Date Archives

February 2020

The Curse of Dimensionality – Illustrated With Matplotlib

Maybe you already came across this famous quote in Machine Learning by Charles Lee Isbell

“As the number of features or dimensions grows, the amount of data we need to generalize accurately grows exponentially.”

Here is another explanation from Wikipedia

 “When the dimensionality increases, the volume of the space increases so fast that the available data become sparse. (…) In order to obtain a statistically sound and reliable result, the amount of data needed to support the result often grows exponentially with the dimensionality.”

I think the  “Curse of Dimensionality” is easier to understand when visualized. Suppose you have 50 data points between 0 and 100.

1- Let’s try with one dimension first

import pandas as pd
import matplotlib.pyplot as plt
import random
import numpy as np

fig = plt.figure()
ax  = plt.axes()
fig.set_size_inches(12, 1)

x = random.sample(range(0, 100), 50) 
y = [0 for xval in x]
plt.scatter(x, y)

# Grid lines
for grid_pt in [20, 40, 60, 80]:
    plt.axvline(x=grid_pt, color='#D8D8D8')

ax.set_xlim((0,100))
ax.set_xlabel("Dimension #1", fontsize=14)
ax.set_ylabel("")
plt.yticks([], [])
plt.title("1D")
plt.show()

With 5 intervals in our first dimension, there will be an average of 50/5 = 10 points per cell, which is already low if you’d like to do any statistical analysis for each interval.

2- Moving to two dimensions

fig = plt.figure()
ax  = plt.axes()
fig.set_size_inches(8, 8)

# Now each point has 2 dimensions (x,y)
x = random.sample(range(0, 100), 50) 
y = random.sample(range(0, 100), 50) 

plt.scatter(x, y)

# Grid lines
for grid_pt in [20, 40, 60, 80]:
    plt.axvline(x=grid_pt, color='#D8D8D8')
    plt.axhline(y=grid_pt, color='#D8D8D8')

ax.set_xlim((0,100))
ax.set_ylim((0,100))
ax.set_xlabel("Dimension #1", fontsize=14)
ax.set_ylabel("Dimension #2", fontsize=14)
plt.title("2D")
plt.show()

With 5 intervals on the first dimension and 5 intervals on the 2nd dimension, we now have 50/(5×5) = 2 points per cell on average. In fact, we are already starting to see cells that do not have any data to work with.

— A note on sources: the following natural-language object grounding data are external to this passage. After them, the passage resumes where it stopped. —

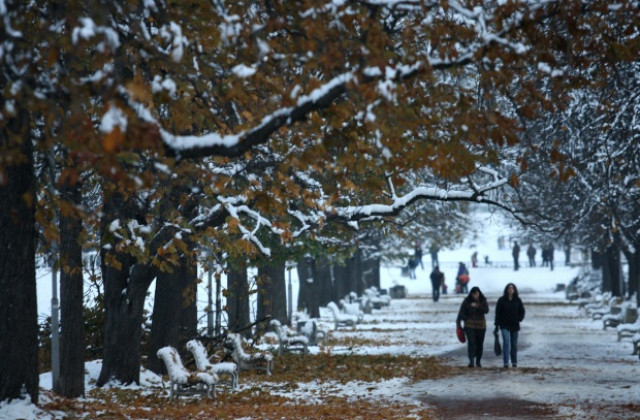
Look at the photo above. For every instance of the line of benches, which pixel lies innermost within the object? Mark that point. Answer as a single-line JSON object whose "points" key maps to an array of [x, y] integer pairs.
{"points": [[616, 313], [207, 374]]}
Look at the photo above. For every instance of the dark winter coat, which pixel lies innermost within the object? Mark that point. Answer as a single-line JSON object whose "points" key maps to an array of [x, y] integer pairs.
{"points": [[509, 313], [473, 317], [437, 278]]}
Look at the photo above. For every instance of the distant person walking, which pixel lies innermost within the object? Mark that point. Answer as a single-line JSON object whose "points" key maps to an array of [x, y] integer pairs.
{"points": [[412, 264], [516, 254], [472, 312], [531, 253], [433, 250], [509, 315], [418, 255], [437, 280], [550, 251], [462, 279]]}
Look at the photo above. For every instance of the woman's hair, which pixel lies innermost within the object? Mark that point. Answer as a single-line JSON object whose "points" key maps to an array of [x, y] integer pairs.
{"points": [[476, 289], [515, 290]]}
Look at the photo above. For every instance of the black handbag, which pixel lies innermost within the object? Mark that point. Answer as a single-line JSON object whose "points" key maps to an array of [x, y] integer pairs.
{"points": [[497, 348]]}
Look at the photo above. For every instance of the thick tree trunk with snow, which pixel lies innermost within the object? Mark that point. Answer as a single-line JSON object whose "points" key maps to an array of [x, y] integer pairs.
{"points": [[238, 300], [125, 287], [272, 293], [18, 304], [307, 295], [354, 280], [172, 321], [611, 271], [71, 380], [371, 272], [324, 290], [124, 304], [341, 283]]}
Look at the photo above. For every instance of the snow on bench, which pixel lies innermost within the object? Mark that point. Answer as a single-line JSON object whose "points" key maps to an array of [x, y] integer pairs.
{"points": [[612, 308], [627, 315], [352, 309], [289, 342], [308, 327], [183, 381], [203, 363], [340, 319], [377, 299], [257, 361], [628, 330], [635, 339]]}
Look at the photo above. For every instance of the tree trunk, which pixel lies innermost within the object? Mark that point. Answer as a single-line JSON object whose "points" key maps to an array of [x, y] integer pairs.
{"points": [[371, 272], [611, 270], [18, 304], [325, 292], [238, 300], [633, 275], [272, 293], [307, 300], [71, 380], [341, 281], [125, 288], [354, 265], [189, 312], [167, 313]]}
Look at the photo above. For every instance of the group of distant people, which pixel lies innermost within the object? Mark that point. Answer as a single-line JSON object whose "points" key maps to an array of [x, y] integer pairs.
{"points": [[547, 255], [509, 310], [509, 314], [416, 259], [438, 281]]}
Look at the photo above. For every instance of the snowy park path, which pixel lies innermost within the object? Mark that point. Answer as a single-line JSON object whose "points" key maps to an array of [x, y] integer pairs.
{"points": [[568, 368]]}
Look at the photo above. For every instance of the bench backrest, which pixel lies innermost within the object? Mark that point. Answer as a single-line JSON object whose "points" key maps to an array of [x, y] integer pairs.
{"points": [[175, 369], [199, 355]]}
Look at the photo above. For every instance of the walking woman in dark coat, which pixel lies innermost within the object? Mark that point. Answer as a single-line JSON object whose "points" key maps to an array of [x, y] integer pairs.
{"points": [[509, 315], [472, 312]]}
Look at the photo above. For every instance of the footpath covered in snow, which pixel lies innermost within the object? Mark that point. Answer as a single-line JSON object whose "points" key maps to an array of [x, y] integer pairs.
{"points": [[569, 367]]}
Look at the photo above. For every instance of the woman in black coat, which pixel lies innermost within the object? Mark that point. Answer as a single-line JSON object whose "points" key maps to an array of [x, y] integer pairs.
{"points": [[509, 315], [472, 312]]}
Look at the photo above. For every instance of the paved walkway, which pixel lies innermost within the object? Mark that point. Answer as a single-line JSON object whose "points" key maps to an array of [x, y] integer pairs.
{"points": [[568, 368]]}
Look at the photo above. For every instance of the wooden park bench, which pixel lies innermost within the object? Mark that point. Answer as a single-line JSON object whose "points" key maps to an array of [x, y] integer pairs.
{"points": [[228, 369], [627, 315], [341, 319], [309, 328], [628, 330], [289, 343], [183, 381], [256, 361], [612, 308], [635, 339], [352, 309]]}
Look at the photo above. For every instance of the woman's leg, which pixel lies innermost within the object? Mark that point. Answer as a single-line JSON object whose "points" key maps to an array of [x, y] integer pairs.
{"points": [[514, 348], [479, 345], [471, 344], [506, 340]]}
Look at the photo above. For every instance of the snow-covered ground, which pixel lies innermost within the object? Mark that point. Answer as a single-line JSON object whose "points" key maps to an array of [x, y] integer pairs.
{"points": [[565, 358]]}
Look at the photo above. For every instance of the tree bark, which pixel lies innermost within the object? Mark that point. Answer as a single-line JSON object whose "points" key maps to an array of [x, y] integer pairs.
{"points": [[125, 288], [18, 304], [307, 295], [611, 270], [325, 292], [71, 380], [238, 300], [272, 292]]}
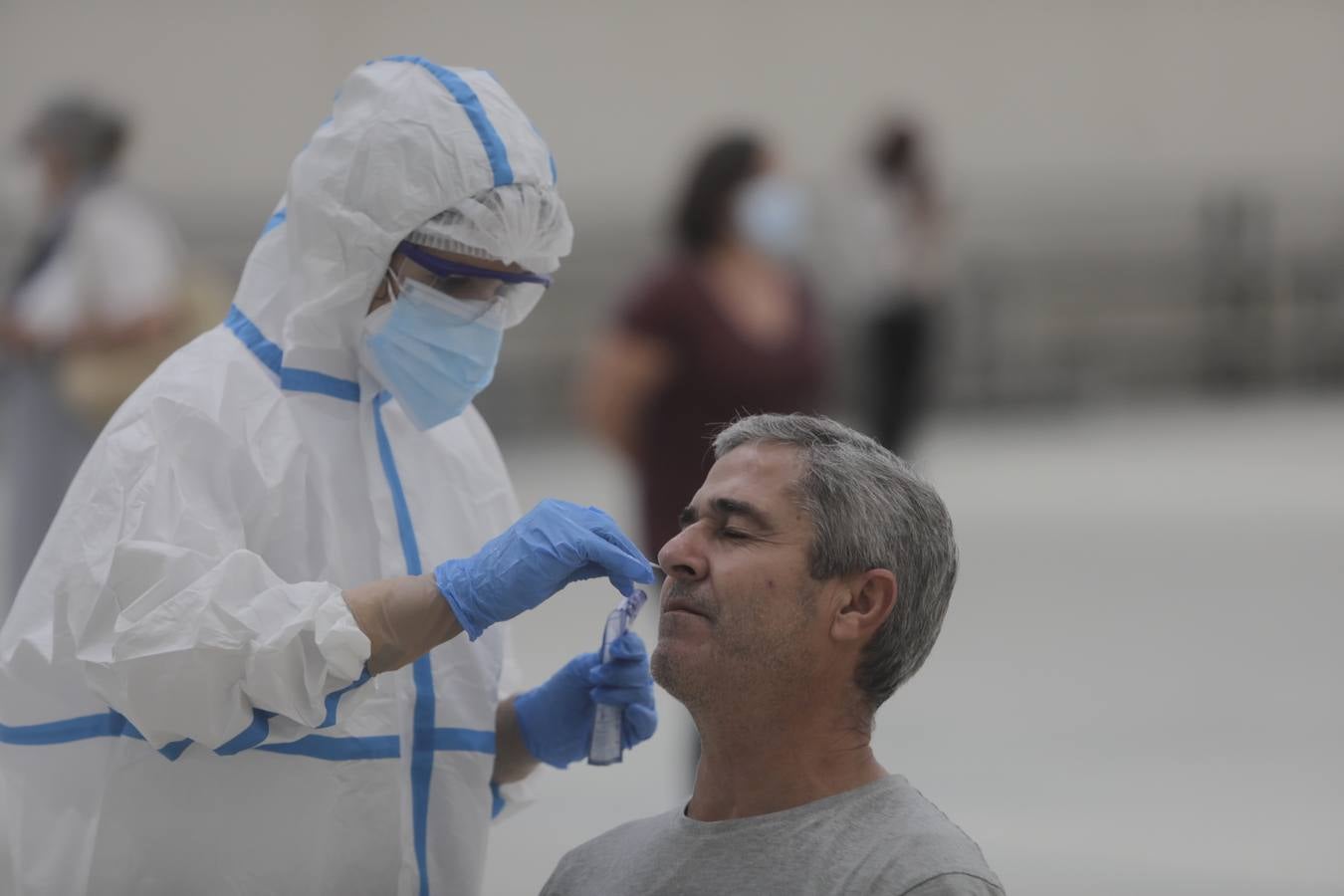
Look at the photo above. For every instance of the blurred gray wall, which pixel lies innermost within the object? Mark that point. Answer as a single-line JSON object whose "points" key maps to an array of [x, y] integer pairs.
{"points": [[1079, 140]]}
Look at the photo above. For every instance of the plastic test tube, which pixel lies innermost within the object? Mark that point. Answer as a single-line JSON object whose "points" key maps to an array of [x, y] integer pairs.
{"points": [[605, 747]]}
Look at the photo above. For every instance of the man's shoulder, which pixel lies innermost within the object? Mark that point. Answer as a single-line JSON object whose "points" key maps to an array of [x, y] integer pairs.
{"points": [[599, 857], [928, 850], [629, 834]]}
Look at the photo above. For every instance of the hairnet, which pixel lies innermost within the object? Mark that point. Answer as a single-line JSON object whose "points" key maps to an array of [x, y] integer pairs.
{"points": [[523, 225]]}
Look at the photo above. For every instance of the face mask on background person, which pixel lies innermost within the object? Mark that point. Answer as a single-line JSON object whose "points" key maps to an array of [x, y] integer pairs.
{"points": [[771, 214]]}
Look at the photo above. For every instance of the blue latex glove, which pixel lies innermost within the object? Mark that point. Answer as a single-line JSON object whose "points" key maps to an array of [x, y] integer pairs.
{"points": [[557, 718], [554, 545]]}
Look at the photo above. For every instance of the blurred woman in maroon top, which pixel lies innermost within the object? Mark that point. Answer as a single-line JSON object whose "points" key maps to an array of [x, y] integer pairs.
{"points": [[725, 327]]}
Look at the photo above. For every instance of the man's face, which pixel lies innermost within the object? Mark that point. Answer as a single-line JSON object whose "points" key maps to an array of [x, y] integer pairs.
{"points": [[741, 614]]}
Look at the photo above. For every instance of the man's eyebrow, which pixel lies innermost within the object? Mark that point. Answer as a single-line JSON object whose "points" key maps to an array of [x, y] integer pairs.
{"points": [[736, 507]]}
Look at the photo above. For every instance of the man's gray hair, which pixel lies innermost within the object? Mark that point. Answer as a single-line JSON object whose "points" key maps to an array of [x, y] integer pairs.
{"points": [[868, 511]]}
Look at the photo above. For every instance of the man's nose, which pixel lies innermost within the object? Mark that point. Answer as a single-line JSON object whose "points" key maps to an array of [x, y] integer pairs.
{"points": [[682, 557]]}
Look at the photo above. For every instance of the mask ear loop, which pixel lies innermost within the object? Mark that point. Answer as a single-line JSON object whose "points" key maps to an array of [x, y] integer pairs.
{"points": [[395, 284]]}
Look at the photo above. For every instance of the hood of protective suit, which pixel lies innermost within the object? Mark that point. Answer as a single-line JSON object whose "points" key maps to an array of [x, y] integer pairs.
{"points": [[406, 141]]}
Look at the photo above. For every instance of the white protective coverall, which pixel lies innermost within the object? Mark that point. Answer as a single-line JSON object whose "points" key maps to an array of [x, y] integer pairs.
{"points": [[183, 700]]}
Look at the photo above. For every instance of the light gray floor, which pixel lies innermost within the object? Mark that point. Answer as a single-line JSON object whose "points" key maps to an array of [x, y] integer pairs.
{"points": [[1137, 688]]}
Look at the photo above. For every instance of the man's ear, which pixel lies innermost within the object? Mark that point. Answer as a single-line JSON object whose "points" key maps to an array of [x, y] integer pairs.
{"points": [[866, 602]]}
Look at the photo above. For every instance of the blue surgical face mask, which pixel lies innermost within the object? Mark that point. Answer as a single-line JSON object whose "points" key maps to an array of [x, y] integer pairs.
{"points": [[772, 215], [433, 352]]}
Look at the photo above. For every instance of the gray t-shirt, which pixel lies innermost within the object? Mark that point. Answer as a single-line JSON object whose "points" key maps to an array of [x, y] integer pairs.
{"points": [[879, 838]]}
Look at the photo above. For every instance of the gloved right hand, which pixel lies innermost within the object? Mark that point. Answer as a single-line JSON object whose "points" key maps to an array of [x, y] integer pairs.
{"points": [[554, 545]]}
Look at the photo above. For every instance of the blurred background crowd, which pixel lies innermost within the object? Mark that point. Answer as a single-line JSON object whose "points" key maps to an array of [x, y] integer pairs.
{"points": [[1082, 262]]}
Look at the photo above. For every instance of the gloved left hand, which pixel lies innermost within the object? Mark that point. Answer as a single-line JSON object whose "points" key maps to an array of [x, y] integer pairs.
{"points": [[557, 718], [554, 545]]}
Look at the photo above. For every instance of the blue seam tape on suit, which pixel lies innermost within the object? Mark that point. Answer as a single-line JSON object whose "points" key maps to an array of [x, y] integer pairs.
{"points": [[422, 672], [471, 104]]}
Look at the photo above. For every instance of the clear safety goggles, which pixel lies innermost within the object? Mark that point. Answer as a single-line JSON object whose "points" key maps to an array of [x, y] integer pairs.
{"points": [[515, 292]]}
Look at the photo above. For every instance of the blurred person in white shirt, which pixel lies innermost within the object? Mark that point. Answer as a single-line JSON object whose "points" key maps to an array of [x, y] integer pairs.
{"points": [[100, 274]]}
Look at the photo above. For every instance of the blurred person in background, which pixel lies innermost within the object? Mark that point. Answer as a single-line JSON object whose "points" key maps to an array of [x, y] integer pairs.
{"points": [[725, 327], [882, 245], [234, 665], [808, 583], [100, 278]]}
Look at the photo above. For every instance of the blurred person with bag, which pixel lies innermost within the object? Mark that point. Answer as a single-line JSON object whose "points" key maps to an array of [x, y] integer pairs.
{"points": [[726, 327], [95, 307], [883, 250]]}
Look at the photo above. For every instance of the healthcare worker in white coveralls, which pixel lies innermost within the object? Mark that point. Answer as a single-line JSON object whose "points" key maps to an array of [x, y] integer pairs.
{"points": [[262, 648]]}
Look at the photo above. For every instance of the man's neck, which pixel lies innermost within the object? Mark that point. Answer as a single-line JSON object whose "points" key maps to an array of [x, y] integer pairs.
{"points": [[776, 761]]}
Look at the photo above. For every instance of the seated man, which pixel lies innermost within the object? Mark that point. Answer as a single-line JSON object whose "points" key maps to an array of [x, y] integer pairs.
{"points": [[808, 583]]}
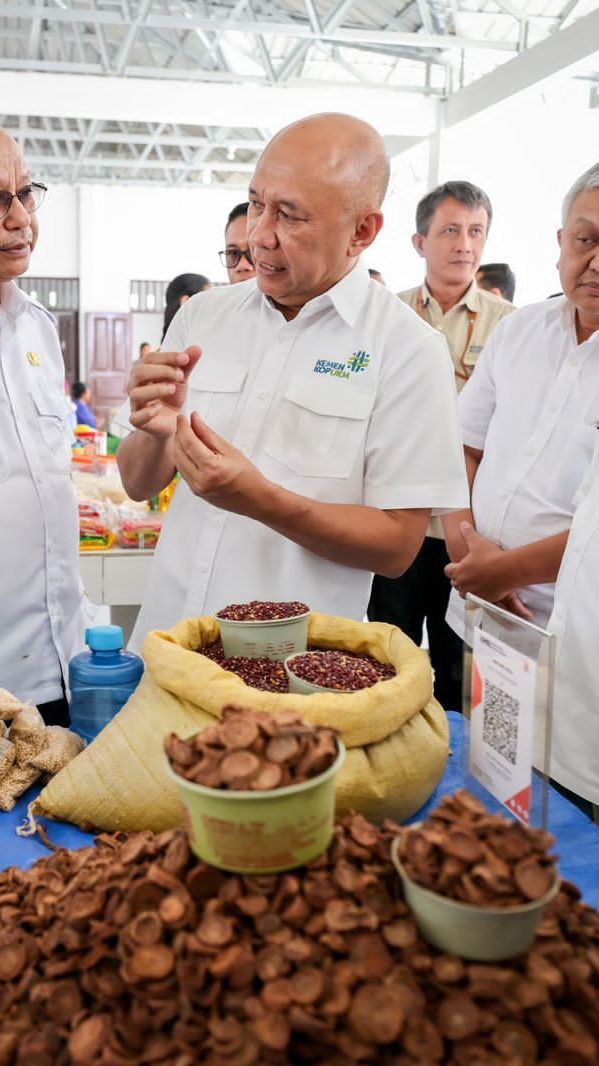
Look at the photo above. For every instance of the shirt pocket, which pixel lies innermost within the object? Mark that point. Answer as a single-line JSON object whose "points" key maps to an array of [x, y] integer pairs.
{"points": [[54, 429], [214, 394], [319, 427]]}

3- Adding a third dimension

from mpl_toolkits import mplot3d

fig = plt.figure()
ax  = fig.add_subplot(1,1,1,projection='3d')
fig.set_size_inches(10, 8)

# Now each point has 3 dimensions (x,y,x)
x = random.sample(range(0, 100), 50) 
y = random.sample(range(0, 100), 50) 
z = random.sample(range(0, 100), 50)

ax.scatter(x, y, z)

# Grid lines
for grid_pt in [20, 40, 60, 80]:
    plt.axvline(x=grid_pt, color='#D8D8D8')
    plt.axhline(y=grid_pt, color='#D8D8D8')

ax.set_xlim(0,100)
ax.set_ylim(0,100)
ax.set_zlim(0,100)

ax.set_xlabel("Dimension #1", fontsize=14)
ax.set_ylabel("Dimension #2", fontsize=14)
ax.set_zlabel("Dimension #3", fontsize=14)
plt.title("3D")
plt.show()

With 5 intervals on the third dimension, we have 50/(5x5x5) = 0.4 points per cell on average!

In Conclusion

As you add new dimensions, you create “new space” that is usually not filled properly by your initial data. 

In order to obtain a statistically sound and reliable result, the amount of data needed to support the result often grows exponentially with the dimensionality.